Keeping that in mind, let’s also talk on what might modify the meaning of some of the cues above.

  • Frequency/Rate- What is the rate of interaction? Is a person engaging in these cues consistently, and how often are they responding to the speaker/situation?  A person engaging quickly with another person, both communicating in cues and words, may show greater interest. Higher rate means more engagement, which leads to higher rates of that interaction being reinforced (or punished, in some cases).
  • Extent in time- How long is the engagement going on? Let’s say you walked up to someone, spoke with them for 20 seconds, then moved on. Do you think that would be enough time to get a broad idea of their communication cues? How about 20 minutes? How might that give us a better idea and practice on picking up on this person’s cues?
  • Locus in time- This is both a factor of time (when), but also latency (how long it takes to get a reply). You might see this phenomenon more in texting, but it also may appear in group conversations. Imagine you speak to a person, and it takes them 5 minutes to get back to you; (assuming your follow the rules and take context into the picture) how might that effect your assessment of their interest?
  • Baseline- This is a very important factor in reading non-verbal communcation, or any communication in general. What information above is consistent with the individual? Do they talk often or less? Do they engage often or rarely? Do they speak slowly or quickly? Changes in these cues can be more important in determining non-verbal factors than the cues themselves. A person who appears calm and confident in posture, suddenly losing composure, gives us emphasis that a person who is erratic in their postures/expressions might not.

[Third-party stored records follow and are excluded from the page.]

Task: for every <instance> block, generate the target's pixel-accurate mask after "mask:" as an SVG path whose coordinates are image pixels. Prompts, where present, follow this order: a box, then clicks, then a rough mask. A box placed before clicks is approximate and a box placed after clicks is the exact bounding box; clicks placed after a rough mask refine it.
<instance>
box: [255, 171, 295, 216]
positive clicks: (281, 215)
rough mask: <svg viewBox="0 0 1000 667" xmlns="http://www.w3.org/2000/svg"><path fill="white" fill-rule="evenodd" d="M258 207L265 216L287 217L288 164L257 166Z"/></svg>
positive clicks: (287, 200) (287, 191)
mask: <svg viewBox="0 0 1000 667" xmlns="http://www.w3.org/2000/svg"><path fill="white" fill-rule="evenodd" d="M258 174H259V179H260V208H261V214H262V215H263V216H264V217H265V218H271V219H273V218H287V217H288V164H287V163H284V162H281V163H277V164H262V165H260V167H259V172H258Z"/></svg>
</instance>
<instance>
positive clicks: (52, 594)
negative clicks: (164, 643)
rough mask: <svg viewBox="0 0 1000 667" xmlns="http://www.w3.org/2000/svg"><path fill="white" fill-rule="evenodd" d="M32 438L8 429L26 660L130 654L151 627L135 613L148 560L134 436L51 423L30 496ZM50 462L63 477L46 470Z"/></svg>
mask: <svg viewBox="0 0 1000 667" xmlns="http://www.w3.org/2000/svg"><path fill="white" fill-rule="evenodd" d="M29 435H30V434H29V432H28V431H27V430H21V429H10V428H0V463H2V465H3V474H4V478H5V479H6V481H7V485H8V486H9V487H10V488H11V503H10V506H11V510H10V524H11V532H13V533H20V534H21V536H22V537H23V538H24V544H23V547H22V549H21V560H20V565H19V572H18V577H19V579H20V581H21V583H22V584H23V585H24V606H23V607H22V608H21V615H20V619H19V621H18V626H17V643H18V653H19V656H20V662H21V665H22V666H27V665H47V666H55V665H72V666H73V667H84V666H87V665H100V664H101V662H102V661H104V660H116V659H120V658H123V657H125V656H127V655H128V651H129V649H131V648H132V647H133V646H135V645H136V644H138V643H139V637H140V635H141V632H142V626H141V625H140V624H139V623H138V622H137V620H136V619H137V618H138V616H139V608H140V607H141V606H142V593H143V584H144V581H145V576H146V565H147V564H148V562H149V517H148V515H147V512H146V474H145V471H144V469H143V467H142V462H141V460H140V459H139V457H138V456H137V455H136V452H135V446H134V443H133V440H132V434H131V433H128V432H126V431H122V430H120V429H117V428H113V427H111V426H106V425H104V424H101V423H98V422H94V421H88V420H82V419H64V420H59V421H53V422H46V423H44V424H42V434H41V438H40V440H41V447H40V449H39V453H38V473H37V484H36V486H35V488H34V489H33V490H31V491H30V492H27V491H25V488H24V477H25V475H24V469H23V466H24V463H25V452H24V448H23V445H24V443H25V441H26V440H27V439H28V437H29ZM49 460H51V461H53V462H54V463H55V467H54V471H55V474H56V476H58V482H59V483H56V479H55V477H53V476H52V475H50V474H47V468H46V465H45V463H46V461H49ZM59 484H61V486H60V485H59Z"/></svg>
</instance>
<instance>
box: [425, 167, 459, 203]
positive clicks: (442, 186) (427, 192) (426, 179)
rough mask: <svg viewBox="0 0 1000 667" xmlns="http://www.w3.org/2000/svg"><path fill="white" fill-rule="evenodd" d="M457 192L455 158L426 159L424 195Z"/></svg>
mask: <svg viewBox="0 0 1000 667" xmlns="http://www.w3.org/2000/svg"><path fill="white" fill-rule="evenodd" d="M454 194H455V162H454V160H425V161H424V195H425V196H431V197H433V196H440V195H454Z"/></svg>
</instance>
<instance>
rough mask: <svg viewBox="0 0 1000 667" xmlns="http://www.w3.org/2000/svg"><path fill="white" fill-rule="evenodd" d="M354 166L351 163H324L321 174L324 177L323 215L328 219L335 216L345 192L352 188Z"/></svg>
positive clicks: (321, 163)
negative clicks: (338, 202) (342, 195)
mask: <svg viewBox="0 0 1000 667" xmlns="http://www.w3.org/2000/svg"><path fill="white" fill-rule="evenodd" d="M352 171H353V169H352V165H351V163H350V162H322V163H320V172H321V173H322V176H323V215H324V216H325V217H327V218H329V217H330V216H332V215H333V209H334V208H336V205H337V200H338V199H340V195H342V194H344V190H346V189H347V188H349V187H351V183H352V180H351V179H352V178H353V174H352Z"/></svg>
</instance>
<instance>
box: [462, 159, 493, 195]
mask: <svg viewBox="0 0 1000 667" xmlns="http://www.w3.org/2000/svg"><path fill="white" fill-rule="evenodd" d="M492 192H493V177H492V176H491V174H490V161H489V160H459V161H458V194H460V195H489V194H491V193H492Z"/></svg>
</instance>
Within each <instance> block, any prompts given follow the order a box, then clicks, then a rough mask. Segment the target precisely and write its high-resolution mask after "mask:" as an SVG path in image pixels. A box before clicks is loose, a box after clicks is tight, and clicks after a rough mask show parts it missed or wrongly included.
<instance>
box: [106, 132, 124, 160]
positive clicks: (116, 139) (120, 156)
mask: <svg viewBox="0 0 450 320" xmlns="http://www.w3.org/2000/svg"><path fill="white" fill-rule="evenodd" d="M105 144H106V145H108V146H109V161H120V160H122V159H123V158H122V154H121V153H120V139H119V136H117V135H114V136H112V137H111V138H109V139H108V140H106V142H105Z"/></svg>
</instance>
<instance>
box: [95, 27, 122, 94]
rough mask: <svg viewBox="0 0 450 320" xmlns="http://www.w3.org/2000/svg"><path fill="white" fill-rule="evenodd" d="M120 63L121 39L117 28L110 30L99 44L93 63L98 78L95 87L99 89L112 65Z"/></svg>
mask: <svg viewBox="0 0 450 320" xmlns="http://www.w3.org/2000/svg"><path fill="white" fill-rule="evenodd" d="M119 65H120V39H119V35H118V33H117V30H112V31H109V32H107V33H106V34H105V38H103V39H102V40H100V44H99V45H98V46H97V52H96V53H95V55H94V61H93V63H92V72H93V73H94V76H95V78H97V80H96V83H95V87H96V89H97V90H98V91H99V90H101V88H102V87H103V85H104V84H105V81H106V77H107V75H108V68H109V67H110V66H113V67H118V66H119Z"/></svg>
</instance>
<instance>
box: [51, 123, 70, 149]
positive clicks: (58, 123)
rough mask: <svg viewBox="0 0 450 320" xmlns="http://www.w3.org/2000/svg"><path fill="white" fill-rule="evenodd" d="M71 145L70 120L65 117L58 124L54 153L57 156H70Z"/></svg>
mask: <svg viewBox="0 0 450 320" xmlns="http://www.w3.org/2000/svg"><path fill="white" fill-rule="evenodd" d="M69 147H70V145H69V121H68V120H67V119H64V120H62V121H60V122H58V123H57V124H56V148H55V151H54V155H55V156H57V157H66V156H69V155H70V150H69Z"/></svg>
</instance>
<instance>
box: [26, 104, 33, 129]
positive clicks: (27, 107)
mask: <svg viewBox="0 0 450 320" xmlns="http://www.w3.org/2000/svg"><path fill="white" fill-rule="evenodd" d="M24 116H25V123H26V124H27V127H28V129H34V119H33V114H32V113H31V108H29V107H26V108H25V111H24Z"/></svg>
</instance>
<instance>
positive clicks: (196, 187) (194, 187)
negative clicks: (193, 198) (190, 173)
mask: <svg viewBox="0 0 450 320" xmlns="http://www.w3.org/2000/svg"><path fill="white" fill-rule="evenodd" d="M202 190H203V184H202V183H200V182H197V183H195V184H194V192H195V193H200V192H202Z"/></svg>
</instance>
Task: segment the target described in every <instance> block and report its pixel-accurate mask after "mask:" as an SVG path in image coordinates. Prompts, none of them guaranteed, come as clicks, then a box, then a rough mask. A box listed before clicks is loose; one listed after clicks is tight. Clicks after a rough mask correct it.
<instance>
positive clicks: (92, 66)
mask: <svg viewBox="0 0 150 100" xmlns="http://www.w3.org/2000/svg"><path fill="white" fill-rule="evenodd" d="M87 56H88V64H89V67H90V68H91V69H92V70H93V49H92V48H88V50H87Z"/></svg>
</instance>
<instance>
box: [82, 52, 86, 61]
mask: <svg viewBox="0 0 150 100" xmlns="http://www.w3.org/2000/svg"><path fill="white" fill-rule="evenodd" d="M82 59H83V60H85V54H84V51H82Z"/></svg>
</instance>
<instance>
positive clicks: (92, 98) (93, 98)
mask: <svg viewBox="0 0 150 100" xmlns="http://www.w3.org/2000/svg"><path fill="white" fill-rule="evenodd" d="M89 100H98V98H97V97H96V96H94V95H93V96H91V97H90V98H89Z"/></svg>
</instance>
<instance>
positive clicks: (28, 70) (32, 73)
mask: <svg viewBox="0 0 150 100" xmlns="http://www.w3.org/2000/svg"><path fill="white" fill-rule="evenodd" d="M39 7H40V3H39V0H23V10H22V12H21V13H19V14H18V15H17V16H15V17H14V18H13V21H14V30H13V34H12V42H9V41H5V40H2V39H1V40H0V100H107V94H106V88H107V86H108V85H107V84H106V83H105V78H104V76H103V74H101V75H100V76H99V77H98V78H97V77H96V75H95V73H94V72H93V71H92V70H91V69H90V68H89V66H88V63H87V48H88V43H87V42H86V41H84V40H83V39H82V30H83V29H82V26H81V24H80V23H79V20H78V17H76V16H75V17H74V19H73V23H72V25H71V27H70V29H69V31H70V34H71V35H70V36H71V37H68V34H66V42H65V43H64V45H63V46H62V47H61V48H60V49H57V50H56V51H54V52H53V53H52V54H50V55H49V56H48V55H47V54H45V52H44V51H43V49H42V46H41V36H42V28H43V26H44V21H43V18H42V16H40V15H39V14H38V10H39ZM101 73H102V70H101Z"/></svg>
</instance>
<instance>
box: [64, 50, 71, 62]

Taking all these things in to consideration can give a much broader and more accurate depiction of the people you engage with (or watch), and with a little practice, can improve observation skills in and out of conversations.

Questions, comments, thoughts? Leave them below!

References:

1. Mehrabian, A., & Ferris, S. R. (1967). Inference of attitudes from nonverbal communication in two channels. Journal of Consulting Psychology, 31(3), 248-252. doi:10.1037/h0024648

2. Pease, A., & Pease, B. (2006). The definitive book of body language. New York: Bantam Books.

3.  Ekman, P. (1980). The face of man: expressions of universal emotions in a New Guinea village. New York: Garland STPM Press.

4. Cooper, J. O., Heron, T. E., & Heward, W. L. (1987). Applied behavior analysis. Columbus: Merrill Pub. Co.